Out With The Old,
In With The New Attitude!
Well here we are coming up to another year...wow, where did 2012 go? It seems like a blur to me especially. With a lot of change going on in my life both negative and yet positive. I try so hard to refocus on what is important. Yes, my kids are important but they are more independent which is good...well kind of, the boys still need a kick start ever so often, but for the most part, just letting them know I am there is the most important thing I can do for them.
In 2011, I started back to work full-time at a custom shirt company. It's been a difficult year to say the least. Made ok money at first, but then when I was on my own and dealing with 1/2 the debt. I soon realized that that job I had was not cutting it. I've been in search for another higher paying job since then or a second job...all I can say Im glad I have a job at all. The search has been insane. Bogus interviews, commission only, no benefit (thank you already have that), too much experience, not enough experience. Creates a fear in me about my children's future.
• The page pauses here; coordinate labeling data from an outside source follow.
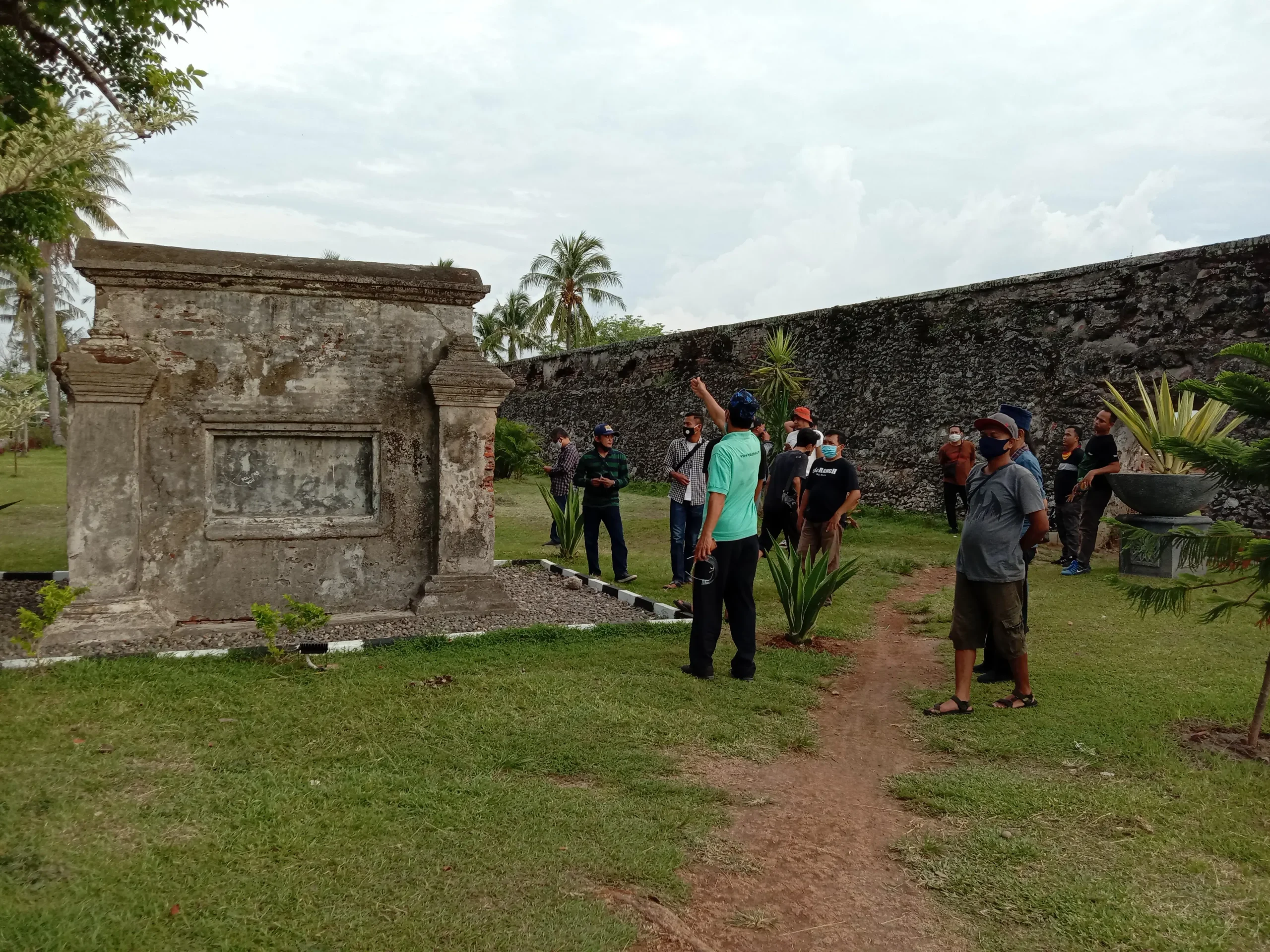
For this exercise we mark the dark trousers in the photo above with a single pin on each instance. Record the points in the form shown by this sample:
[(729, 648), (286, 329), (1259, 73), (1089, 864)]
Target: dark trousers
[(994, 660), (779, 520), (685, 529), (1067, 516), (1091, 512), (611, 517), (563, 502), (734, 587), (952, 493)]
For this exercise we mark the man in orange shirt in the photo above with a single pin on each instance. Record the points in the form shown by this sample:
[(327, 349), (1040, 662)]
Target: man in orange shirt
[(956, 457)]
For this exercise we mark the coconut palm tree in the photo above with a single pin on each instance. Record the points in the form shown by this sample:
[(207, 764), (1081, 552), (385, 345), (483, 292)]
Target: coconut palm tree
[(575, 272), (516, 318), (489, 336)]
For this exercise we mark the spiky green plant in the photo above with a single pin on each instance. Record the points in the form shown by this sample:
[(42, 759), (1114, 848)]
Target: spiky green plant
[(1162, 418), (804, 588), (779, 380), (1239, 561), (568, 520)]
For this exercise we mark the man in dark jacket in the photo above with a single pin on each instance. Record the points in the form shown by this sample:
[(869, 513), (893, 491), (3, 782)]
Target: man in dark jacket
[(602, 473)]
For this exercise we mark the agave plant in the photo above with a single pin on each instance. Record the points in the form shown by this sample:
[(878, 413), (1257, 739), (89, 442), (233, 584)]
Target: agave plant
[(1165, 419), (804, 588), (780, 381), (568, 520)]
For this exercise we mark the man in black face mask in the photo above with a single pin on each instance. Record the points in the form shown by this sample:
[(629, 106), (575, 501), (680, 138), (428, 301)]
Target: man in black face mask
[(684, 468)]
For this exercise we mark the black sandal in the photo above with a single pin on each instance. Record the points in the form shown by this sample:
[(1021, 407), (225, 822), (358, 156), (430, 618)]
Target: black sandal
[(1008, 704), (962, 708)]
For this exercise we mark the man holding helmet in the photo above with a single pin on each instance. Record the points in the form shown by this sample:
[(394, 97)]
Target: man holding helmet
[(727, 552)]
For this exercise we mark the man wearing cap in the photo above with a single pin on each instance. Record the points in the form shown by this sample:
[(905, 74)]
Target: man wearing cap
[(996, 667), (601, 473), (727, 552), (987, 602)]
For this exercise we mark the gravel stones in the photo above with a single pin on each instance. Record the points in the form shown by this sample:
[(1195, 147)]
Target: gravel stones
[(544, 599)]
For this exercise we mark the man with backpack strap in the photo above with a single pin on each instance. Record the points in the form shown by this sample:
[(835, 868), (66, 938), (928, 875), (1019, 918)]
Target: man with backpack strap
[(685, 460)]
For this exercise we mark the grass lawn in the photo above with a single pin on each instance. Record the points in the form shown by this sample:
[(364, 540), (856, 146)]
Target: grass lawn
[(33, 532), (1119, 839)]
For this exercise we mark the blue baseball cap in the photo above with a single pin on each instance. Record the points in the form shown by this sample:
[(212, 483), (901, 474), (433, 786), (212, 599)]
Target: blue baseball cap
[(742, 409), (1021, 416)]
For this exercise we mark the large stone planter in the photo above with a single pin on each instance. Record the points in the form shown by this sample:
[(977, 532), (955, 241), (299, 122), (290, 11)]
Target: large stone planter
[(1164, 494)]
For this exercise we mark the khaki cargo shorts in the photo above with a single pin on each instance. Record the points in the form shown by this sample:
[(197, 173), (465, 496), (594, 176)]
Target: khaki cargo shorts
[(988, 608)]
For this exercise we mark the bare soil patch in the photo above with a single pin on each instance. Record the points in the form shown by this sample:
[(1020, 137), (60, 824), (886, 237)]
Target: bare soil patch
[(1223, 739), (818, 829)]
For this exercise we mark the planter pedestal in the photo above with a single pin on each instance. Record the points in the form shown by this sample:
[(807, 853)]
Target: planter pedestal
[(1169, 564)]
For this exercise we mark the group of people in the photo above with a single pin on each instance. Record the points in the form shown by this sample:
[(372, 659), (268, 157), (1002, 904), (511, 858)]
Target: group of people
[(807, 493)]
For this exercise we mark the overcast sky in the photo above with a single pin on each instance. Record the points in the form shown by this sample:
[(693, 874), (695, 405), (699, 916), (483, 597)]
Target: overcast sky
[(738, 159)]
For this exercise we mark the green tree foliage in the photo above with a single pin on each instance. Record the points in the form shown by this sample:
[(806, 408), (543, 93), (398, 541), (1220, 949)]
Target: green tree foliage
[(300, 621), (629, 327), (1239, 561), (575, 272), (516, 448), (112, 49), (53, 599), (780, 382)]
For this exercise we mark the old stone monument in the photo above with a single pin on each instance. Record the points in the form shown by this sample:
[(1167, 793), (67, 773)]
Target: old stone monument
[(246, 427)]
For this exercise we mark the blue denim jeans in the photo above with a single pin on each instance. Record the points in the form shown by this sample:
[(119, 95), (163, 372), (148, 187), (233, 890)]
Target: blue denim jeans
[(611, 516), (685, 529), (563, 502)]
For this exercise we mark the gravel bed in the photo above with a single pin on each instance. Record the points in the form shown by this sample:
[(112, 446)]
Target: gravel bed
[(541, 595)]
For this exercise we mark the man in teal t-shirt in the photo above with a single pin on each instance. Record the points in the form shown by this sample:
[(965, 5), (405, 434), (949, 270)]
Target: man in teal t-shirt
[(727, 552)]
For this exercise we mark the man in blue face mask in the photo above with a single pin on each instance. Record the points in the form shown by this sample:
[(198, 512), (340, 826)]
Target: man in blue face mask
[(991, 572)]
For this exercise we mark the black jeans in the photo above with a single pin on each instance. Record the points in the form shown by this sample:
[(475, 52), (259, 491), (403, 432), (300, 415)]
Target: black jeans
[(779, 520), (611, 517), (952, 493), (1069, 518), (994, 660), (734, 587), (563, 502), (1091, 512)]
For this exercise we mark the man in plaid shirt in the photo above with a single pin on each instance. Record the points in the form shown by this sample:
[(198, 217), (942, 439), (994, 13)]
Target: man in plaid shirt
[(562, 474), (685, 468)]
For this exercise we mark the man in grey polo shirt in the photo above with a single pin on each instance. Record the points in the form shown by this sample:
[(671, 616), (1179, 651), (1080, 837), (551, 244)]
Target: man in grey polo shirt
[(991, 572)]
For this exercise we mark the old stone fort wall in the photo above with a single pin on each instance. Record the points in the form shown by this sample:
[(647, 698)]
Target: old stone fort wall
[(892, 373)]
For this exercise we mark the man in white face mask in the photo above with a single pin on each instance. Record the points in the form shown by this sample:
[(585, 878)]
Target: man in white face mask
[(956, 457)]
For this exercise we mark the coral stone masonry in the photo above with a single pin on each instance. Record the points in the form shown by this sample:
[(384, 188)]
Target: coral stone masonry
[(894, 372), (246, 427)]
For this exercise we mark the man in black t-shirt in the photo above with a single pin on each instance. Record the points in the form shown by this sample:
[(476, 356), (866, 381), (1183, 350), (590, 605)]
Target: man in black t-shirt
[(829, 492), (784, 486), (1067, 512), (1101, 457)]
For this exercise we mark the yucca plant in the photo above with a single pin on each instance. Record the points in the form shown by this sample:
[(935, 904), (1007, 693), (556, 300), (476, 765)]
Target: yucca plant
[(1165, 419), (804, 588), (568, 521), (780, 381)]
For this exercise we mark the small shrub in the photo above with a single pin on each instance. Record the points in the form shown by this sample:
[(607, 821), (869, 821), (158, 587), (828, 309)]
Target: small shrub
[(516, 448), (303, 620), (568, 521), (53, 599)]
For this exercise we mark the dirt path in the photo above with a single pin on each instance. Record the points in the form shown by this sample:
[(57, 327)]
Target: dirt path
[(820, 827)]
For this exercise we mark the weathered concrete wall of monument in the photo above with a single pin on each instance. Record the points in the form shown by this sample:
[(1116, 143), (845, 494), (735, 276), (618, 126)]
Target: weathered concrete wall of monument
[(893, 373)]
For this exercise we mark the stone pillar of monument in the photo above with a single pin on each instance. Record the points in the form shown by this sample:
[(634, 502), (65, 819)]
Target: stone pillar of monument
[(107, 380), (468, 391)]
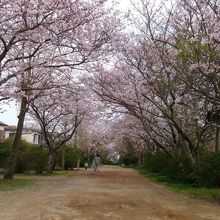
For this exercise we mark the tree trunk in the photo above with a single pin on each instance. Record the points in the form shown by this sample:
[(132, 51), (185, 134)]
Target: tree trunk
[(51, 162), (217, 139), (63, 151), (139, 160), (10, 170), (78, 164)]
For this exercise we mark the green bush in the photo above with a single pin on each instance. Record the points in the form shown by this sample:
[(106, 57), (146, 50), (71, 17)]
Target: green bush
[(207, 170), (128, 159), (179, 170), (36, 159), (31, 157), (71, 157)]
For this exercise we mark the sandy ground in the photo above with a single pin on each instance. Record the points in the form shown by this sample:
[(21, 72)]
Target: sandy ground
[(114, 193)]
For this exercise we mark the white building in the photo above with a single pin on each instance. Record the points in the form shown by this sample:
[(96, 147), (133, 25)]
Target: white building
[(30, 136), (2, 133)]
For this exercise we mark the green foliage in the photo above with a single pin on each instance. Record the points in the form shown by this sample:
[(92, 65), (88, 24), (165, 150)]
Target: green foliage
[(207, 170), (71, 156), (195, 50), (178, 170), (128, 159), (185, 189), (31, 157), (36, 159), (15, 183)]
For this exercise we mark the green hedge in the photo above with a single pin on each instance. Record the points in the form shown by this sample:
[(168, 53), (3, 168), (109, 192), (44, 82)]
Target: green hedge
[(205, 173), (207, 170), (31, 157)]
On top of it all I miss the ARTwalks, mingling with other artists to get those creative juices flowing again. My energy level has been slim and nap. That is about it anymore. Injuries make it even more difficult to get my enthusiasm back. In short, hurt my ankle in a mud run, didn't allow enough time to heal properly went to my back and been dealing with pain for three months solid. This is a very excuse for me to become an alcoholic...but I won't. Think of the children, Teresa, think of the children...oh wait it's that 19 year old that drove you to drink when she was in high school. Ok Teresa, you can do this, you can be strong. It's in you.
Oh - and don't even get me started on dating at my age. I'd rather stick a hot poker in my eyeball than to deal with the morons out there. Note to self: " No more good men in Charlotte - go find gay sugar daddy". Yep you read it right. Come on think about it. He'd make a great friend AND i'd have someone going to all the art shows and wine tasting I wanted...true friends til the end.
All in all - I have to start this new year with a new attitude. I want my kids to be happy (and they are - it's just the mother in us) and yes, I would like to be happy. But the only way that is going to happen, is to be determined that working hard will end up paying off...yes, you might be dead, but think of the role model you will be. (I am being very sarcastic right now if you don't know me).
I need to find that one thing (beside chocolate) that can create that drive in me again? I do know one thing that has kept me together this long. And it's the TRUTH people: "With Christ, ALL Things Are Possible" - Amen.